Dans ces cousines, les librairies numériques, on ne commandera pas une botte de carotte et 6 pommes, on demandera la pelure de carotte et le trognon des 6 pommes; c'est à dire, je ne voudrai pas acheter Le Seigneur des Anneaux tome 1 - La Communauté de l'Anneau et Histoires de Demain, pour 8 €, mais le chapitre "Un raccourci vers les champignons " et la nouvelle Les Pieds et les Roues, pour 0,55 €.
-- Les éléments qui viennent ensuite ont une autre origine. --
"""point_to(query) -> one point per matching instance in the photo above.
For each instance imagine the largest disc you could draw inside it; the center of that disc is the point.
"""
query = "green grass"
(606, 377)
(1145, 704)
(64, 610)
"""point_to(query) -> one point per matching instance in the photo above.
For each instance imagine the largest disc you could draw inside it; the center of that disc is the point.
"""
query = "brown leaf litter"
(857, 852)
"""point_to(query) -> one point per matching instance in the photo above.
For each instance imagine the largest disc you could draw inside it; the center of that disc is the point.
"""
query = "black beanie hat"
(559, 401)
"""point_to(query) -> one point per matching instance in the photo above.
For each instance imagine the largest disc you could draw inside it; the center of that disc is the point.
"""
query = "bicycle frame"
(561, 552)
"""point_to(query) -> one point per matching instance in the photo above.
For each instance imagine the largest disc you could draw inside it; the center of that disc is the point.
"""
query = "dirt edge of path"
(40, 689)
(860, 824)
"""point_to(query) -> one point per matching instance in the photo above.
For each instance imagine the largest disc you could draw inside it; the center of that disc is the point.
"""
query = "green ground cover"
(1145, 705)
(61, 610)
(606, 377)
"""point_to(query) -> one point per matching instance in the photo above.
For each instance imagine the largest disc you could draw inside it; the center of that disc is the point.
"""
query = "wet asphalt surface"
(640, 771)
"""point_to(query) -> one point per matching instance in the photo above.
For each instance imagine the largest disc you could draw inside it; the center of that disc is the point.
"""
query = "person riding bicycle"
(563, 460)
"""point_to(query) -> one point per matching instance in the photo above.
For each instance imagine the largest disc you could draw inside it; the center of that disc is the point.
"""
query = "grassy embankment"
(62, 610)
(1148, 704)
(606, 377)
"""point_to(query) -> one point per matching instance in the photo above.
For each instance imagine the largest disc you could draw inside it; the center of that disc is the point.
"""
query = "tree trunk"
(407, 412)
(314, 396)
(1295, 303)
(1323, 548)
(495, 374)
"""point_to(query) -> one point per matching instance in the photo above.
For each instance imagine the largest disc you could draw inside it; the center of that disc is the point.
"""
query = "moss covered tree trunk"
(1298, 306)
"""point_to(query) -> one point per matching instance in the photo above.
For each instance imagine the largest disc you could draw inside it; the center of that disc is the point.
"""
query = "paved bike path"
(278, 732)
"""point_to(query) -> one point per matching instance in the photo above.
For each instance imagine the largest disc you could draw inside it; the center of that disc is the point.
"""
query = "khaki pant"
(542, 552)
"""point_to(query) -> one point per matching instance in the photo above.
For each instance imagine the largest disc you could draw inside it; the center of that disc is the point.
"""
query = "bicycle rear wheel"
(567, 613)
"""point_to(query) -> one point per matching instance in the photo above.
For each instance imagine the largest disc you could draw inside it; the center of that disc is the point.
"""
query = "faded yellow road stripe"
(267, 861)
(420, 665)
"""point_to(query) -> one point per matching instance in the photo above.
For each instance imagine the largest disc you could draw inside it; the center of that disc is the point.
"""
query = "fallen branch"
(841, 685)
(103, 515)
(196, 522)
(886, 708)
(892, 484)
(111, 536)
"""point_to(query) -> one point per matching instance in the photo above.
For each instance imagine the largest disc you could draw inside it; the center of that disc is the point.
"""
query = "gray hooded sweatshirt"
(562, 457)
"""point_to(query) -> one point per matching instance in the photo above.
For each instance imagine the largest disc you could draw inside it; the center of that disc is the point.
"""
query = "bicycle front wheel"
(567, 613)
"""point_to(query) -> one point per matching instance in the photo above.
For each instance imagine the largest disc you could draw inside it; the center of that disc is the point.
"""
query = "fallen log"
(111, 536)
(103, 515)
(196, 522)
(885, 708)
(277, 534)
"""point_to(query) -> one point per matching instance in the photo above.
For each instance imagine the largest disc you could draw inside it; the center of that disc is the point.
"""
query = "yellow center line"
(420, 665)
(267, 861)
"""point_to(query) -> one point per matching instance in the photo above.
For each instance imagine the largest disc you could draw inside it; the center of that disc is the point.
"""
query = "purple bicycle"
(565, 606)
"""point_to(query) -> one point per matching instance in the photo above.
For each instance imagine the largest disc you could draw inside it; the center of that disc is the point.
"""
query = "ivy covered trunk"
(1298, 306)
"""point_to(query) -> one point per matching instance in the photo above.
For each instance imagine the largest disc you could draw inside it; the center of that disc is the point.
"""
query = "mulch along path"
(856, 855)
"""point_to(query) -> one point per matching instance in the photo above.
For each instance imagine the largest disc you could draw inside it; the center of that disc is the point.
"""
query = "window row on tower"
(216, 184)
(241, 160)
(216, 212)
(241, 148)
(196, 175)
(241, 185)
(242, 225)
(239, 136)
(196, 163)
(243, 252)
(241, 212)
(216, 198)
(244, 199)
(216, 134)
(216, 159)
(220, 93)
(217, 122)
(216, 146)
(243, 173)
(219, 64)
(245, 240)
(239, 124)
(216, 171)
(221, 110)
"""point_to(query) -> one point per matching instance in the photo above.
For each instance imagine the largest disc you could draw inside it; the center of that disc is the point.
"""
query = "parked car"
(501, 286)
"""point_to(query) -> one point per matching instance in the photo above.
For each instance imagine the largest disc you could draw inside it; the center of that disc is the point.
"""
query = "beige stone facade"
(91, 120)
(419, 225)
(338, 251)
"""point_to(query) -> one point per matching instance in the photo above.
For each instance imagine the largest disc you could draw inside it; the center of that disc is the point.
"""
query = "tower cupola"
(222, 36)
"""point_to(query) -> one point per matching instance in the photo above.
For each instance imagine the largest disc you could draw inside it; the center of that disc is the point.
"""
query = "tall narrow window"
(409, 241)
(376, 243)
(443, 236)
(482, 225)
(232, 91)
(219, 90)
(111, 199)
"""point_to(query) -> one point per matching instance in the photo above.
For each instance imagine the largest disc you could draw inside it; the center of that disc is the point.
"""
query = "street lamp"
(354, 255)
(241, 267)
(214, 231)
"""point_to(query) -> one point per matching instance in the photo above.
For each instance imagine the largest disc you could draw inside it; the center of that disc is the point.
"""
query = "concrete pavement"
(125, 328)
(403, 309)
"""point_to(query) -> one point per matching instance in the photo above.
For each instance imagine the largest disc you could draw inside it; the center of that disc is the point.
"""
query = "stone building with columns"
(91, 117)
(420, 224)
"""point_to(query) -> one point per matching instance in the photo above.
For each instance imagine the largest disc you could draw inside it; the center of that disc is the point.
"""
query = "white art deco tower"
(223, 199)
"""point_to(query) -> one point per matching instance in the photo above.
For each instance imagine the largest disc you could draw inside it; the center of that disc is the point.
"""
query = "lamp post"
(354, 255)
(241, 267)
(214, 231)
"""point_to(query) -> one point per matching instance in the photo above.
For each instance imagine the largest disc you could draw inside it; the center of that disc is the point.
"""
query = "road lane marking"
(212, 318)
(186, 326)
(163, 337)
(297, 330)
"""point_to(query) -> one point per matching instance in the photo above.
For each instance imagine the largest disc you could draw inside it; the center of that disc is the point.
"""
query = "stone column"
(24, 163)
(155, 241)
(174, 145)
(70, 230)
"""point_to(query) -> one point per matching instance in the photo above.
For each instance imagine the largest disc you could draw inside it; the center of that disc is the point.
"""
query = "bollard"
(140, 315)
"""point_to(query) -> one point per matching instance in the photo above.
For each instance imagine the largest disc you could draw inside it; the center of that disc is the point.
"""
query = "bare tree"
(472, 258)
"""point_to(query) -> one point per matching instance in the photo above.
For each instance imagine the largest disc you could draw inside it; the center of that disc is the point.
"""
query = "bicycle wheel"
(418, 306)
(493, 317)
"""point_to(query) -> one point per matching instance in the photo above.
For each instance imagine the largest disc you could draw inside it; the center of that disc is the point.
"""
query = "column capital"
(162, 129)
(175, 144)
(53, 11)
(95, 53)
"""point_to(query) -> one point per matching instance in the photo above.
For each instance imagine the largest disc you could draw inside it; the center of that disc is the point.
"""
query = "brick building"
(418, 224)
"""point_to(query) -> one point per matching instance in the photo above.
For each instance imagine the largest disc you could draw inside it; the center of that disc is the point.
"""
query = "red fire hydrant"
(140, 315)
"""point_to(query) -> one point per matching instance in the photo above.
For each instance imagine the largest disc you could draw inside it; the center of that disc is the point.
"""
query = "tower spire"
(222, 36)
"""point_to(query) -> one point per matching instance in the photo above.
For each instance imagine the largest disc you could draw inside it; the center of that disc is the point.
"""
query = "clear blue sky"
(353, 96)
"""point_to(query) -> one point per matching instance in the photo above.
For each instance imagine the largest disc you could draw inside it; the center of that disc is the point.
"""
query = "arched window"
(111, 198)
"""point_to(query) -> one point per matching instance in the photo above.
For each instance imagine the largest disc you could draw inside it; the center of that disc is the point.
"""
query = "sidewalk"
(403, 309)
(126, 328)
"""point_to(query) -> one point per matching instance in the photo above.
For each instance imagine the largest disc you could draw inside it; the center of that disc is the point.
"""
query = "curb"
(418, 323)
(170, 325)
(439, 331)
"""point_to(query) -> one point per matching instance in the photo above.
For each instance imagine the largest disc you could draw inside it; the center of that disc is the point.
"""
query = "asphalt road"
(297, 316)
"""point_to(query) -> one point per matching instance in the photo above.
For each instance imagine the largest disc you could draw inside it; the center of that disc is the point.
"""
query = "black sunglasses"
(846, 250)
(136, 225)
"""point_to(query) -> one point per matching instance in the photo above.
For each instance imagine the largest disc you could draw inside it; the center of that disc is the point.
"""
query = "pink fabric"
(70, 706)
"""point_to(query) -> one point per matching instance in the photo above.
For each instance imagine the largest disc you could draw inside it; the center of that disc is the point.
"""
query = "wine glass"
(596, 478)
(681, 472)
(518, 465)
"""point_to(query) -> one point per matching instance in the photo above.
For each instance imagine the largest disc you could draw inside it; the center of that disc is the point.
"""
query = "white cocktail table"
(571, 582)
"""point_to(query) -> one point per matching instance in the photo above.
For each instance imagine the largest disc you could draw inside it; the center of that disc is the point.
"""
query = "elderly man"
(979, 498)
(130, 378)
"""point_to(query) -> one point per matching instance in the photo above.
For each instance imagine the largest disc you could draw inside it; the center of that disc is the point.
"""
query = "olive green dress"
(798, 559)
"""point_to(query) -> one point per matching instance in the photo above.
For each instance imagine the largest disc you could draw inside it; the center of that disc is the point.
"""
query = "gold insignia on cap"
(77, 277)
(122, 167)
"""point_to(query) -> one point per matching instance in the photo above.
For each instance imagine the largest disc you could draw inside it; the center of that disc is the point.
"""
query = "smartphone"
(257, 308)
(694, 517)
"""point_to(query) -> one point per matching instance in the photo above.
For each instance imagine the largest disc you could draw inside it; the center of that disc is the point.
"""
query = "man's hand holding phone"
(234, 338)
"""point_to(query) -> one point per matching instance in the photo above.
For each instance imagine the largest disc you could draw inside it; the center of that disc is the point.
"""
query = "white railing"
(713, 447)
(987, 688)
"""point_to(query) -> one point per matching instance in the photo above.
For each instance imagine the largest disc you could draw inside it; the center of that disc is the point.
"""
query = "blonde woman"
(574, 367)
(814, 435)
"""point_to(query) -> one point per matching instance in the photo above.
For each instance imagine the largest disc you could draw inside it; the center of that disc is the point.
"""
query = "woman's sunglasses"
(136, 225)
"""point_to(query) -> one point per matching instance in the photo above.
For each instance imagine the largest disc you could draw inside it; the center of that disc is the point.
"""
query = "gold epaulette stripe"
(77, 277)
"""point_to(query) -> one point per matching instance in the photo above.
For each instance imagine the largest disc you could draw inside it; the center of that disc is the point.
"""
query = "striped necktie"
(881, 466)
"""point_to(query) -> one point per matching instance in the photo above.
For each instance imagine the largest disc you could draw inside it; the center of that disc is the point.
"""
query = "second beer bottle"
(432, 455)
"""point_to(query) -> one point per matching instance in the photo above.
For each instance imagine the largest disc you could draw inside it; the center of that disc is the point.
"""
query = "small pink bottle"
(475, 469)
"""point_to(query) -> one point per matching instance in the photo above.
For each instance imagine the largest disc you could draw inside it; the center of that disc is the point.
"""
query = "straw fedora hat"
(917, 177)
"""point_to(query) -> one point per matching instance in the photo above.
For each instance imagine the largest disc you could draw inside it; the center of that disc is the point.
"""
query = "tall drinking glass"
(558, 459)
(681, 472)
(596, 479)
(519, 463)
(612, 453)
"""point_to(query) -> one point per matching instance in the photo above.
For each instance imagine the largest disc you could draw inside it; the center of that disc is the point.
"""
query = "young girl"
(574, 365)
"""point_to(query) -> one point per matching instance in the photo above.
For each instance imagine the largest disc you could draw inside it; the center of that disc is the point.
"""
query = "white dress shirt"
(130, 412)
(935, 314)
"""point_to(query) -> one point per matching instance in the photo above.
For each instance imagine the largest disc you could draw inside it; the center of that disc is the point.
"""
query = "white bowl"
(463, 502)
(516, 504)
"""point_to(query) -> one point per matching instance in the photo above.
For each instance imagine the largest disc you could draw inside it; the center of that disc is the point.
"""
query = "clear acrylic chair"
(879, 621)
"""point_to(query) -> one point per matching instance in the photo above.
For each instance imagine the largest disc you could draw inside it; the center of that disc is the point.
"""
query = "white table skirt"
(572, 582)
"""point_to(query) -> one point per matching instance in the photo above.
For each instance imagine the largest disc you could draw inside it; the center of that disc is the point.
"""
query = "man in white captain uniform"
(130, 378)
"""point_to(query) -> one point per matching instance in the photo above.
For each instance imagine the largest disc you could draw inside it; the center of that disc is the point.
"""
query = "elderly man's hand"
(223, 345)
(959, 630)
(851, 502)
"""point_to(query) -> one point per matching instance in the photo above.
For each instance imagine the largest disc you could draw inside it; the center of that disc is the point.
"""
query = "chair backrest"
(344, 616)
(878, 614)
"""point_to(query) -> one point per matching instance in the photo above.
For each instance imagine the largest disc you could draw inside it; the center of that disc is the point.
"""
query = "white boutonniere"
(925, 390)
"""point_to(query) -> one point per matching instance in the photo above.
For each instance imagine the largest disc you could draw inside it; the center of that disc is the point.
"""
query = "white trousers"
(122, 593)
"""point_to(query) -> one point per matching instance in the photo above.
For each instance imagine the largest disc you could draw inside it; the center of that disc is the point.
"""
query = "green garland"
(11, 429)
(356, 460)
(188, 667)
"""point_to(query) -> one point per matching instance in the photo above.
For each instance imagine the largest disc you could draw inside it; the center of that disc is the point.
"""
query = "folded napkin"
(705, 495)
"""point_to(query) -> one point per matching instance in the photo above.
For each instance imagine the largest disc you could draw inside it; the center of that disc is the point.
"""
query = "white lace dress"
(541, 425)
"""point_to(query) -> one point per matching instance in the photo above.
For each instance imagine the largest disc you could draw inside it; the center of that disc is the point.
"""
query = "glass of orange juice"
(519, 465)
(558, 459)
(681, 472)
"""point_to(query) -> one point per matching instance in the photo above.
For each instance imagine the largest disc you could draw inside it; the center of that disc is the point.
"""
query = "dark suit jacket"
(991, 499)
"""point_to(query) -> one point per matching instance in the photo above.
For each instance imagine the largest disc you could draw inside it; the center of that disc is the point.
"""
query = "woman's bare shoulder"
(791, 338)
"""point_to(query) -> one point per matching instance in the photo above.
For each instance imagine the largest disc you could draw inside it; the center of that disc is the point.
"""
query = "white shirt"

Devant la lassitude de certains de n'interagir qu'avec des icônes et des zones de texte et des boutons, certaines cyberbibliothèques proposeront la convivialité d'une navigation en 3D. Les avatars de bibliothécaires seront de plus en plus fouillés, ils ne ressembleront plus aux premières générations dignes de l'anthropomorphie d'Archimboldo (voir ci- dessous).
 Le bibliothécaire - Arcimboldo (c) 1995 François Almaleh
Certains internautes proposeront leurs MySpace livres, mélanges de partages de livres d'autres et de livres écrits par soi, parfois sans distinction. Les bibliothèques de Second Life² seront en lien direct avec les stocks numérisés de la Bibliothèque du Congrès Américain. Et dans les livres des auteurs modernes un outil très pratique permettra de créer automatiquement un hyperlien vers les oeuvres nommément citées ou évoquées par le biais d'une citation. Certains faux-monnayeurs, Gide ou Robbe-Grillet du XXI° siècle, retrourneront le palimpseste en faisant visiter une bibliothèque dont l'histoire, le fond et les extraits disponibles créent une oeuvre de pure fiction où le lecteur perd la limite entre l'écriture d'une aventure et l'aventure d'une écriture.
Les Reptiles de MC Escher
Je dois le reconnaître, il y a dans les boulversements dus à la bibliothèque numérique des aspects très séduisants. Mais alors que le naturel n'en finit pas de revenir au galop, l'incroyable densité du réel, les belles difficultés des introuvables et des recherches limitées par un fond rendent la présence de bibliothèques matérielles nécessaires. Que de découvertes n'auraient pas eu lieu si tout le monde avait trouvé d'emblée l'information recherchée ! Pas de Colomb en Amérique, pas de 100 jours de Napoléon, pas de pasteurisation, pas de radiographie des poumons ! Pas de curiosité possible, pas d'envie ou de désir de savoir.